In reality, about 80% of the ocean hasn’t been explored, at least not to the level of detail that could spot a plane wreck, let alone a smaller detail like the spire of an underwater volcano. Mapping the ocean floor can make navigation (and rescue search missions) safer and more efficient, but it can also help us track and protect marine life, predict natural disasters, and even understand the impact of climate change.
Last week, Fabien Cousteau—an oceanographic explorer and the grandson of legendary marine explorer Jacques Cousteau—completed the mapping of an entire marine protected area off the coast of Curaçao, where he plans to build the world’s largest underwater research habitat. Once all the data is processed, the 3D map will serve as an engineering study for the lab. It will also be another step in the decades-long movement to map the entire surface of the ocean floor.“Just like on land, where we’re doing lidar scans or looking at something as simple as a hiking trail map, it gives us a much better understanding of where we need to go,” says Cousteau. “The more granular the detail, the more we understand what kinds of minerals may be in an ecosystem, what kind of fauna lives and thrives there.”
3D maps would provide a window to the mysteries at the bottom of the ocean. “With enough detail, we can get a current picture of what’s going on in any particular place,” says Tomer Ketter, who cofounded the nonprofit Map the Gaps to grow awareness of ocean mapping, and who was involved in the Curaçao mapping alongside acoustical engineering company R2Sonic. “Everything is governed by the shape of the seafloor.”

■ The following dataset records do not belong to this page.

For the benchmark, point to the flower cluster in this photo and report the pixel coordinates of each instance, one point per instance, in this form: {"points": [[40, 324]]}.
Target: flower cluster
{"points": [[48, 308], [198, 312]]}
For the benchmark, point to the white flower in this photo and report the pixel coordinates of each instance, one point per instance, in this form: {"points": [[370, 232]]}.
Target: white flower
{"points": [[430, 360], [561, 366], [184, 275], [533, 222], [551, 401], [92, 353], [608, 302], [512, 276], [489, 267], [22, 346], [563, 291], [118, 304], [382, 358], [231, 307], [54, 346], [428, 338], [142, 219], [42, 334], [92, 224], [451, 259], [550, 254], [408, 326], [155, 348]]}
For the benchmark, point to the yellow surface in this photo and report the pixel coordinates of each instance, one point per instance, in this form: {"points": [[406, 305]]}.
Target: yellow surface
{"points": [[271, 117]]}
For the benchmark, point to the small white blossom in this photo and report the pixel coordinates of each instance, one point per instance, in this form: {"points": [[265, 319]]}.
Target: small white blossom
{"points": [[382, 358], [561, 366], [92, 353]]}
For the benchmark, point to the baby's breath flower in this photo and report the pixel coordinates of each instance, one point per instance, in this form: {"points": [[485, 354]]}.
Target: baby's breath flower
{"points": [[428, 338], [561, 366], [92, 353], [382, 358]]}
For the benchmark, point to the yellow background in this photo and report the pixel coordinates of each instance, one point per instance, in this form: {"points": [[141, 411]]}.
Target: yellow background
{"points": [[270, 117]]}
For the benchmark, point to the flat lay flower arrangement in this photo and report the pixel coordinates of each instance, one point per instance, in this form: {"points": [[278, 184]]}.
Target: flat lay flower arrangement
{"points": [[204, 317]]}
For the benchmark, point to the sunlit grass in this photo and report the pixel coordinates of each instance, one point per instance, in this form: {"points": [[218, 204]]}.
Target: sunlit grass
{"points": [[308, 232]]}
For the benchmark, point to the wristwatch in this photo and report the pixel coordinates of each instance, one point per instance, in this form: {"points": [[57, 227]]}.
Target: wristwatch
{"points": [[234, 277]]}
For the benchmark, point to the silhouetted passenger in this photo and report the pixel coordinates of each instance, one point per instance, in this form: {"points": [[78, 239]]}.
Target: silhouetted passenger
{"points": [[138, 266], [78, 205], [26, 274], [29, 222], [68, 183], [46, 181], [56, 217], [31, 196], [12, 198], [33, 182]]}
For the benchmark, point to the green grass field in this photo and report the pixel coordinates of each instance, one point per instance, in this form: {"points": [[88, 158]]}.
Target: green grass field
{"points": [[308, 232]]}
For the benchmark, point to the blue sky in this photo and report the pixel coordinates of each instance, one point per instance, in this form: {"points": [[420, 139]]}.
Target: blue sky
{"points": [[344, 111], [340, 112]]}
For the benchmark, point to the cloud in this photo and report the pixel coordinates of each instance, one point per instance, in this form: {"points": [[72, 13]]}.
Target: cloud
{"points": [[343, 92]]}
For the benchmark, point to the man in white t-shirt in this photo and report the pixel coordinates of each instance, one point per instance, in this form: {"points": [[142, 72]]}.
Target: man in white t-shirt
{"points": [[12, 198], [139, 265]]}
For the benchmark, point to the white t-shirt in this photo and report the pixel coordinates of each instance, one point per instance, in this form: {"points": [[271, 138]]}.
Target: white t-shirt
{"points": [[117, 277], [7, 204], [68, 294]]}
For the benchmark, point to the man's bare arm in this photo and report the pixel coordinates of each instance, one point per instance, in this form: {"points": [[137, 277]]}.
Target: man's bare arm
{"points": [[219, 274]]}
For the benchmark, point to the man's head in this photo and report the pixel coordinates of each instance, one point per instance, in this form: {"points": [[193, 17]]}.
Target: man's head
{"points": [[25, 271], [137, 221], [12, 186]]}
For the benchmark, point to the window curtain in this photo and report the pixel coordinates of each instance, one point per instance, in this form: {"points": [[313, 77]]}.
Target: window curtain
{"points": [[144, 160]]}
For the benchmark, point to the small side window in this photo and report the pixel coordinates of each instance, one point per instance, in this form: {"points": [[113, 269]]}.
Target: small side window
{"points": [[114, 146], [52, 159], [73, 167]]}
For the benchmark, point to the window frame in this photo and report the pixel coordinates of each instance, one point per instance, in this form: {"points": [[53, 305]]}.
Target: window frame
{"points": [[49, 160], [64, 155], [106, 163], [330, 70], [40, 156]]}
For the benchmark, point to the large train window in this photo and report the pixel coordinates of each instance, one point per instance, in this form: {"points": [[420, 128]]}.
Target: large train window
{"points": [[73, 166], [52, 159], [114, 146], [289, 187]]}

In Curaçao, the team mapped a surface area of 1,500 acres of reef and over 1,000 acres of inner bays. The operation took a week and cost a quarter-million dollars, funded by Cousteau’s Proteus Ocean Group, with equipment donations from R2Sonic and the Caribbean Research and Management of Biodiversity, which loaned the boat needed for the mapping.The site-mapping is the next step in Cousteau’s endeavor to build his underwater habitat in Curaçao (the initial concept for the structure was designed by Yves Behar.) After an initial round of funding that secured $1 million, Cousteau’s eyes are now set on the next $8 million (he estimates it will take $135 million to build the habitat and operate it for the first three years). “What happens to the ocean happens to us,” he says. “The only reason we exist is because we’re an oasis in space, and without the ocean, all life that we know doesn’t exist.”